Territoires Zéro Chômeur : à l’aube de l’élargissement du dispositif, EmerJean "a réussi à capter 25% de son public"

Il a fait partie des dix premiers territoires expérimentaux depuis le lancement du dispositif. A Villeurbanne, le quartier Saint-Jean dispose, depuis début 2017, de son projet Territoires Zéro Chômeur Longue Durée (TZCLD) qui a donné lieu à la création de la société EmerJean. Alors que le gouvernement a annoncé la généralisation de ce dispositif à 60 nouveaux territoires d’ici cet automne, quel a été l'impact de la société à but d’emploi (EBE) EmerJean, créée spécifiquement a cette occasion ? Réponse en chiffres.
« L'ambition de ce projet était d'innover dans la résorption du chômage de longue durée, à travers une approche micro territoriale, engagée au sein d'un quartier de 4.000 habitants, et en mobilisant directement les compétences des demandeurs d'emploi », rappelle le fondateur d'EmerJean, Bertrand Foucher.
« L'ambition de ce projet était d'innover dans la résorption du chômage de longue durée, à travers une approche micro territoriale, engagée au sein d'un quartier de 4.000 habitants, et en mobilisant directement les compétences des demandeurs d'emploi », rappelle le fondateur d'EmerJean, Bertrand Foucher. (Crédits : DR)

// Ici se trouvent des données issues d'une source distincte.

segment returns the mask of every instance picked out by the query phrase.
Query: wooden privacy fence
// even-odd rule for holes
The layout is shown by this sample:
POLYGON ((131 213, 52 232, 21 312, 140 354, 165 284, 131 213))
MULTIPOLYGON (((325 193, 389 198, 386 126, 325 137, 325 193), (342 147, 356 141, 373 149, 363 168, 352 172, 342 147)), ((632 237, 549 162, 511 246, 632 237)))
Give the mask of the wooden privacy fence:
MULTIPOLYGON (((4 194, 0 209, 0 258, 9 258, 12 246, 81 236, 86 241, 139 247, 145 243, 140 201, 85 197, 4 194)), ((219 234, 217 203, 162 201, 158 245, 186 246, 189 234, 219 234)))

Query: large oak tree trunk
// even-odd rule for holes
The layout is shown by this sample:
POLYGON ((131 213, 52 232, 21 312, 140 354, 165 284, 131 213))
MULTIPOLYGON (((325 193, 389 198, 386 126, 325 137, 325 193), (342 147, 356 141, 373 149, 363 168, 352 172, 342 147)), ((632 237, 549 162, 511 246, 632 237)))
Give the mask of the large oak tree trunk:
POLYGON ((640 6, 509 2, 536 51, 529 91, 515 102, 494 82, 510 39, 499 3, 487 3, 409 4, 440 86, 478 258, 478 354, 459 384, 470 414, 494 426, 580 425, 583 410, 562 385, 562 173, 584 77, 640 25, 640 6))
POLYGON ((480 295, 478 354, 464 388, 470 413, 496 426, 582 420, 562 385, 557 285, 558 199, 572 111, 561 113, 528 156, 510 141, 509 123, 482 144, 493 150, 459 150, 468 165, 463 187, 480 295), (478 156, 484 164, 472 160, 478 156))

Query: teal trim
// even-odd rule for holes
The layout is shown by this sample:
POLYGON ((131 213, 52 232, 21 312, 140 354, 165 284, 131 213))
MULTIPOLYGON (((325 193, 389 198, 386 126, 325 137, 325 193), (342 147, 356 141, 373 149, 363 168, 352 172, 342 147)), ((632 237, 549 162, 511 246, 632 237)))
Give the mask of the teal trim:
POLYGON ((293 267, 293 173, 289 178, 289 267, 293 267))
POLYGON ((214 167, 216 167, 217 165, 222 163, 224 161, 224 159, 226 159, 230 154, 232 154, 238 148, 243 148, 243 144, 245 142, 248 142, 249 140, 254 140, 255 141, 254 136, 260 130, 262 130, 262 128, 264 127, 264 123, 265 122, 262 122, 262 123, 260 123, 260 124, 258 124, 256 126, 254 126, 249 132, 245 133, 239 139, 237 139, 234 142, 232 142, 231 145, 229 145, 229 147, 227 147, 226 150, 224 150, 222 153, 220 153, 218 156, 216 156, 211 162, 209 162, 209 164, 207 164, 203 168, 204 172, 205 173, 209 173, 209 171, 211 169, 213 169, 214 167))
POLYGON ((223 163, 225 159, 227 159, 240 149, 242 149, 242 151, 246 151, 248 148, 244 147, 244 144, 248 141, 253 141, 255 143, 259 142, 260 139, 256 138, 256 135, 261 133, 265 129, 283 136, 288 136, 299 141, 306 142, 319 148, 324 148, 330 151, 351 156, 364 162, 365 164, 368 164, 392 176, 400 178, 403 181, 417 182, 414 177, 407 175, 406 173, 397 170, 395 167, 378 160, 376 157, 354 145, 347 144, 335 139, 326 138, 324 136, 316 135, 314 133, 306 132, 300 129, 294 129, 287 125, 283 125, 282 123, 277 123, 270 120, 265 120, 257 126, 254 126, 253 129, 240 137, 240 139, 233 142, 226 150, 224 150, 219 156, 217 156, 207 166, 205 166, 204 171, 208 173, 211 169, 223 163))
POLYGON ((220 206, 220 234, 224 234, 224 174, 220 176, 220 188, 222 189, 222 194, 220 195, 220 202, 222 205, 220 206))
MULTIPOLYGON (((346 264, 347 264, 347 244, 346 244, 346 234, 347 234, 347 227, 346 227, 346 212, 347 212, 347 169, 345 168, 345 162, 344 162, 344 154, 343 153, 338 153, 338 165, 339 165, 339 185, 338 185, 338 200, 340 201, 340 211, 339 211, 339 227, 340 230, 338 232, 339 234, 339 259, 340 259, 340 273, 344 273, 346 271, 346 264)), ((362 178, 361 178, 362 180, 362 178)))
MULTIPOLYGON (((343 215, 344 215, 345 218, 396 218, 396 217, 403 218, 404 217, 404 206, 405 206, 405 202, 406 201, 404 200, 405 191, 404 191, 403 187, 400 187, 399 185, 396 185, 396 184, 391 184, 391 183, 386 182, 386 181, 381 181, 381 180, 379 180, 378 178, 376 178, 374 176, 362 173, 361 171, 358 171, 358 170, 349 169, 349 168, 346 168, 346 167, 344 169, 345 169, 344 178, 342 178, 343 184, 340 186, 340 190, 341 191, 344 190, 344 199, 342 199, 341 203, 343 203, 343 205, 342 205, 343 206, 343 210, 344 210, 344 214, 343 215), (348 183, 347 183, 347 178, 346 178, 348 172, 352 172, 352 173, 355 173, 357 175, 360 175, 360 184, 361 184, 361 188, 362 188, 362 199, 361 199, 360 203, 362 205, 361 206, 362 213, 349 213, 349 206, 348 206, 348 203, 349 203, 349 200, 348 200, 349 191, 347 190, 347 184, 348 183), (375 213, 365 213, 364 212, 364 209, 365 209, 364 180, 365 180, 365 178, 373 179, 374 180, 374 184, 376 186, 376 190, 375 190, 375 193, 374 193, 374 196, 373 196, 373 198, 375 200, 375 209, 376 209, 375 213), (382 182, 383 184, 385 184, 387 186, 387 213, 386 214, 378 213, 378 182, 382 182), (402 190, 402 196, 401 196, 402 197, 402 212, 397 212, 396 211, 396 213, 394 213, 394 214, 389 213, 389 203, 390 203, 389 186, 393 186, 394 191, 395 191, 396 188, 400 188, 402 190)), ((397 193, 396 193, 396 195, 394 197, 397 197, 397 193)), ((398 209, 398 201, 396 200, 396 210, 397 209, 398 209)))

Son objectif n'était pas moins que de « supprimer le chômage de longue durée dans les territoires qui se mobilisent pour développer le plein emploi volontaire ». Comme neuf autres territoires sélectionnés durant la première vague de l'appel à projets Territoires Zéro Chômeur de longue durée (TZCLD), le quartier Saint-Jean de Villeurbanne nourrissait de grandes ambitions.

Il faut dire que sur place, le taux de chômage de longue durée (12%) était quatre fois plus élevé que la moyenne de la commune lors du lancement de l'expérimentation.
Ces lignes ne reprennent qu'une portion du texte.